Şahin, speaking at a press conference, strongly rejected claims that the police had particularly targeted BDP deputies during the incident in Diyarbakır and wounded them deliberately. He called such claims “101 percent lies and slander,” and said that on the contrary it was the BDP deputies who had threatened the security forces.
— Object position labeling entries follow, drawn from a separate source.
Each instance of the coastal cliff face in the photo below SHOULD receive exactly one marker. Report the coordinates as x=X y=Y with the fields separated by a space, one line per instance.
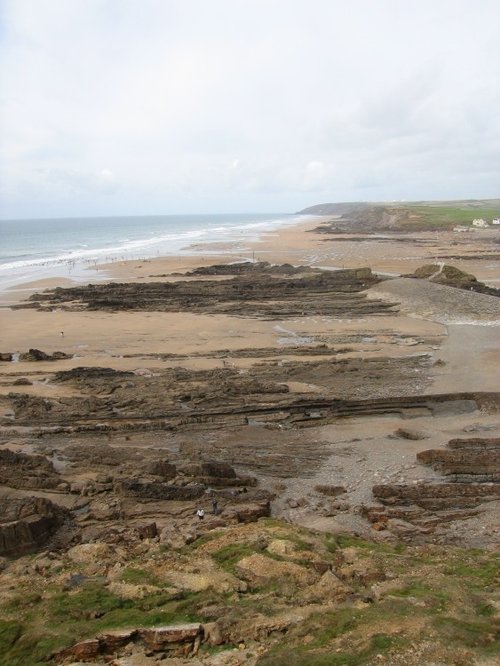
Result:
x=377 y=485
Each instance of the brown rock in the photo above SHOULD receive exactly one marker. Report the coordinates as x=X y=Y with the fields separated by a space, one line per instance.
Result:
x=83 y=651
x=163 y=638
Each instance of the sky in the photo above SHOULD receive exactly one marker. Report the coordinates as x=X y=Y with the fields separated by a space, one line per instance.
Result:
x=130 y=107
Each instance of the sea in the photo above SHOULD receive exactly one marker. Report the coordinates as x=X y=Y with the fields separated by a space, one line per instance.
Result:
x=42 y=248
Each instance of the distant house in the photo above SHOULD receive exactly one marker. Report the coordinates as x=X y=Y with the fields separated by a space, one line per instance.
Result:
x=480 y=223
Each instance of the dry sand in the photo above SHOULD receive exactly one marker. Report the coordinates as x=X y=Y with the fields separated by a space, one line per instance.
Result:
x=469 y=353
x=100 y=338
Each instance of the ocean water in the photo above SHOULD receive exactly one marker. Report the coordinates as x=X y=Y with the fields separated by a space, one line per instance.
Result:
x=34 y=249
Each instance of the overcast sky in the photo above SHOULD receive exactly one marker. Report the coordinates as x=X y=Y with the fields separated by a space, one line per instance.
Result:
x=191 y=106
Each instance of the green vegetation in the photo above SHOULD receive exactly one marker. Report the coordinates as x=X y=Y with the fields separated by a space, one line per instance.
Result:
x=447 y=593
x=228 y=556
x=441 y=217
x=139 y=577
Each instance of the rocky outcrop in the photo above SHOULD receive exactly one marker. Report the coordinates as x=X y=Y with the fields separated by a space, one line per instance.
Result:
x=181 y=640
x=471 y=468
x=27 y=524
x=265 y=293
x=19 y=470
x=453 y=277
x=436 y=496
x=466 y=460
x=37 y=355
x=158 y=491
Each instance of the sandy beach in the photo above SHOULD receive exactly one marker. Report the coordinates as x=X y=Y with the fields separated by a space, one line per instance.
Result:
x=339 y=405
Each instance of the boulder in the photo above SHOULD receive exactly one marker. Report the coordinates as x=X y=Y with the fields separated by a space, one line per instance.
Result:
x=28 y=523
x=38 y=355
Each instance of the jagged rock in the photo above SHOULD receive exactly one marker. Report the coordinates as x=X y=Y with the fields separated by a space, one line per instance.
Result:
x=89 y=649
x=28 y=523
x=22 y=381
x=466 y=459
x=331 y=491
x=38 y=355
x=162 y=468
x=248 y=513
x=259 y=294
x=90 y=553
x=410 y=433
x=177 y=640
x=147 y=531
x=85 y=374
x=113 y=641
x=217 y=469
x=20 y=470
x=258 y=568
x=158 y=491
x=437 y=496
x=328 y=588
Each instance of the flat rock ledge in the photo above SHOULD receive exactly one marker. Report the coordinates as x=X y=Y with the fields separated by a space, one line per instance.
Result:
x=179 y=640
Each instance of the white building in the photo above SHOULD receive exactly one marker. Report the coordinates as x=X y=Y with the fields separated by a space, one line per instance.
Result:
x=479 y=222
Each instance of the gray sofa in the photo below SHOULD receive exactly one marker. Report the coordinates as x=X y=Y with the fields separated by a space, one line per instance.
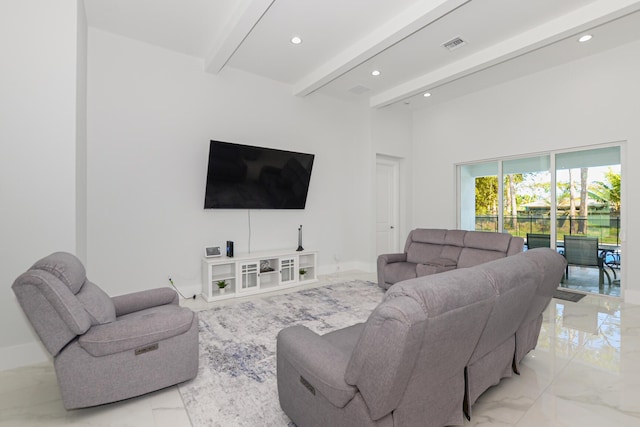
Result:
x=106 y=349
x=425 y=354
x=430 y=251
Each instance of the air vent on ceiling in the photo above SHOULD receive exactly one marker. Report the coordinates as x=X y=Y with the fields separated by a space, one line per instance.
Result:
x=454 y=43
x=359 y=89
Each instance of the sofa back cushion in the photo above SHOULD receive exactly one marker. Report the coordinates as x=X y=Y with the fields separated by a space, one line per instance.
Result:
x=385 y=353
x=456 y=305
x=426 y=244
x=480 y=247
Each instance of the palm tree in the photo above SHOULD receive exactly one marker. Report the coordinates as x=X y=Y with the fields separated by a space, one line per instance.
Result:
x=607 y=190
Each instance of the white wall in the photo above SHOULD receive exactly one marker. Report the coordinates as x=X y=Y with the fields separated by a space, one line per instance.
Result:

“The police didn’t carry out any illegal action,” Şahin said, before going on to criticize the BDP. “There is no single positive motive. … There is a cursed structure which doesn’t promise anything other than blood, grudges and death, and there are 18 pathetic deputies who tried to serve this structure in Diyarbakır on July 14,” he said, in an apparent reference to suggested links between the BDP and the outlawed Kurdistan Workers’ Party (PKK).

‘State terror’
The BDP’s response to Şahin came swiftly in a written press statement released later in the day. Deputy Prime Minister Bülent Arınç, who said on Monday that the BDP deputies had openly committed crimes, was also targeted in the BDP’s statement.

Arınç’s remarks “display that he doesn’t truly want a democratic solution [to the Kurdish issue],” the statement said.

“Asking for a democratic solution and peace is not a crime. On the contrary, to prevent people from voicing their demands and their democratic reaction is a crime,” the BDP said, while accusing the ruling Justice and Development Party (AKP) government of practicing “state terror.”

“The interior minister – who is the one responsible for the state terror experienced in Diyarbakır – attacks both people and their will in a terrible way. He also exposes his own pitifulness and burnout by saying ‘there are 18 pitiful deputies in Diyarbakır.’”

Diyarbakır was the scene of street battles July 14, as police across the city used pepper spray and water cannons to break up Kurdish demonstrations in support of a BDP rally that had earlier been banned by the provincial government.

Turkey’s Kurdish issue-focused BDP planned the “Democratic Resistance for Freedom Rally” in order to protest the large-scale detentions in the Kurdistan Communities Union (KCK) probe, as well as the “isolation policy” for Abdullah Öcalan, the imprisoned leader of the PKK. Amidst the scuffle in Diyarbakır, a parliamentarian’s leg was broken, and Diyarbakır Mayor Osman Baydemir was also wounded by a police baton.